# How do you differentiate y=sqrt(x)/(1+sqrt(x))?

Aug 29, 2016

$\frac{1}{2 \sqrt{x} {\left(1 + \sqrt{x}\right)}^{2}}$.

#### Explanation:

$y = \frac{\sqrt{x}}{1 + \sqrt{x}} = \frac{1 + \sqrt{x} - 1}{1 + \sqrt{x}} = \frac{1 + \sqrt{x}}{1 + \sqrt{x}} - \frac{1}{1 + \sqrt{x}}$.

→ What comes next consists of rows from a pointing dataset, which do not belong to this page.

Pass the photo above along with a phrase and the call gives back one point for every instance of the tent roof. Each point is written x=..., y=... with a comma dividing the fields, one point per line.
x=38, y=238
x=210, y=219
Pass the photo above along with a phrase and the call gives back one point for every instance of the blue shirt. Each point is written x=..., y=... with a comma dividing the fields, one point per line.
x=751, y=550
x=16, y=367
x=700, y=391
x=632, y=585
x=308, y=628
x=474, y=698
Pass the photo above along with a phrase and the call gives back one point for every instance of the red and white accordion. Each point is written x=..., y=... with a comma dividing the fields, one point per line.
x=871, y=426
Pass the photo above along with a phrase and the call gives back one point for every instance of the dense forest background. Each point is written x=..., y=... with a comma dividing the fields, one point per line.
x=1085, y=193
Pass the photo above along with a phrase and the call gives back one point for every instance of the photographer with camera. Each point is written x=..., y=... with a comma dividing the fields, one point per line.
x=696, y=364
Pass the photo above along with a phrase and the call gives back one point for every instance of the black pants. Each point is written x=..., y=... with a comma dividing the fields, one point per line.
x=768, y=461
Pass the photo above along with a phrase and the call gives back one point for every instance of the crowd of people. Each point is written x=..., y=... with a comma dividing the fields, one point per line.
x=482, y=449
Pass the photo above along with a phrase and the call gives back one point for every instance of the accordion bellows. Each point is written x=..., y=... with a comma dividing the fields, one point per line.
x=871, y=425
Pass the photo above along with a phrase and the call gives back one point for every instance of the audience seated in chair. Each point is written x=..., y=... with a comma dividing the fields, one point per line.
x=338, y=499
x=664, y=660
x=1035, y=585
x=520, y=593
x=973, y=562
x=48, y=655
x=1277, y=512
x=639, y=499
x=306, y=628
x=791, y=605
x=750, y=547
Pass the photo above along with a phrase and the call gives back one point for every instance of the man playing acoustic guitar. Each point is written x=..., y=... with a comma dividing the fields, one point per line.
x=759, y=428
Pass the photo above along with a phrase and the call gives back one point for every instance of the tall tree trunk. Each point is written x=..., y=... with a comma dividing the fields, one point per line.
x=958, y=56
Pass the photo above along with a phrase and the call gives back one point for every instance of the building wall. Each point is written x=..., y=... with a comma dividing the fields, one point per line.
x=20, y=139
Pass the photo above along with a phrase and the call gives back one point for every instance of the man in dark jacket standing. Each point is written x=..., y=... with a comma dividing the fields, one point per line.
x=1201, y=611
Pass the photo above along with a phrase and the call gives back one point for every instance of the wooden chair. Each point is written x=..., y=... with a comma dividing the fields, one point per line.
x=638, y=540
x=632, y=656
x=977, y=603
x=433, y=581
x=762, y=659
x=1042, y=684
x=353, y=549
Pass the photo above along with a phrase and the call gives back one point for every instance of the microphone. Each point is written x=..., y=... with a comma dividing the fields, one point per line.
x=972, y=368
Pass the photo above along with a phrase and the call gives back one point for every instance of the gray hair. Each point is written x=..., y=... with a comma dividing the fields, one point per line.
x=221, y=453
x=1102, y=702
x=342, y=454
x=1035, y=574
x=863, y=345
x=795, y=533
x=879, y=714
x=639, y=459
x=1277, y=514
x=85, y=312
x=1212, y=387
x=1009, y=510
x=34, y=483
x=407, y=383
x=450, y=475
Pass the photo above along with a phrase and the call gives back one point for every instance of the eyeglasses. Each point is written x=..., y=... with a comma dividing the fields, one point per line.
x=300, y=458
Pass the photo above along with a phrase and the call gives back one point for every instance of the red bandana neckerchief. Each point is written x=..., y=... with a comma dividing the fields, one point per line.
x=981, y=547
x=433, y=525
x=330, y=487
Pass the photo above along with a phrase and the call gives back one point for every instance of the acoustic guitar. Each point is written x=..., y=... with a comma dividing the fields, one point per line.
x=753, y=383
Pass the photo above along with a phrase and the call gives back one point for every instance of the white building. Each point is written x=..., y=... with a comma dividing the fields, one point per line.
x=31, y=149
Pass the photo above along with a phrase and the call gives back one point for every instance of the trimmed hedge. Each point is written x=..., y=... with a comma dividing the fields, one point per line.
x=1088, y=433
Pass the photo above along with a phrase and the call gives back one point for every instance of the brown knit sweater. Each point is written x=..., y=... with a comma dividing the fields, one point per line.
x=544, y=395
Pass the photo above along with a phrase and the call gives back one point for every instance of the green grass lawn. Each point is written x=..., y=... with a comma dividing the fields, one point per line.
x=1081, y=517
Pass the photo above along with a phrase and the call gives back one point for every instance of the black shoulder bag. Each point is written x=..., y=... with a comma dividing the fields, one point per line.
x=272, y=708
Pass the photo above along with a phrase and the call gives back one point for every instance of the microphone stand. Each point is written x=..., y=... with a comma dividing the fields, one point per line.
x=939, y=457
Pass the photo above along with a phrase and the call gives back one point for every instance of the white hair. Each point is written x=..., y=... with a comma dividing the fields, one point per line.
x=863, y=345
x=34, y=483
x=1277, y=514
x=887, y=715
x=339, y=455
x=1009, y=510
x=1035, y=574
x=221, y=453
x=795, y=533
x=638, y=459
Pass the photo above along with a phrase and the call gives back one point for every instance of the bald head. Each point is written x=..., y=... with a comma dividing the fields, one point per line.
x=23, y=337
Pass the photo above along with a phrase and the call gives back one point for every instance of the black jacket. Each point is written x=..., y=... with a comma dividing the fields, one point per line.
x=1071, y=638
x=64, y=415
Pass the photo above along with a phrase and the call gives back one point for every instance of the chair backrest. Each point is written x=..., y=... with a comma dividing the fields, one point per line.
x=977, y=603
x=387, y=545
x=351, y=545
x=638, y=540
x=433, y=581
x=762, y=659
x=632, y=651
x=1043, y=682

$\therefore y = 1 - \frac{1}{1 + \sqrt{x}}$

Knowing that, $\frac{d}{\mathrm{dt}} \left(\frac{1}{t}\right) = - \frac{1}{t} ^ 2$, and, using Chain Rule, we have,

$\frac{\mathrm{dy}}{\mathrm{dx}} = \frac{d}{\mathrm{dx}} \left(1\right) - \frac{d}{\mathrm{dx}} \left(\frac{1}{1 + \sqrt{x}}\right)$

$= 0 - \left\{- \frac{1}{{\left(1 + \sqrt{x}\right)}^{2}}\right\} \cdot \frac{d}{\mathrm{dx}} \left(\left(1 + \sqrt{x}\right)\right)$

$= \frac{1}{{\left(1 + \sqrt{x}\right)}^{2}} \left(\frac{1}{2} \sqrt{x}\right)$

$= \frac{1}{2 \sqrt{x} {\left(1 + \sqrt{x}\right)}^{2}}$.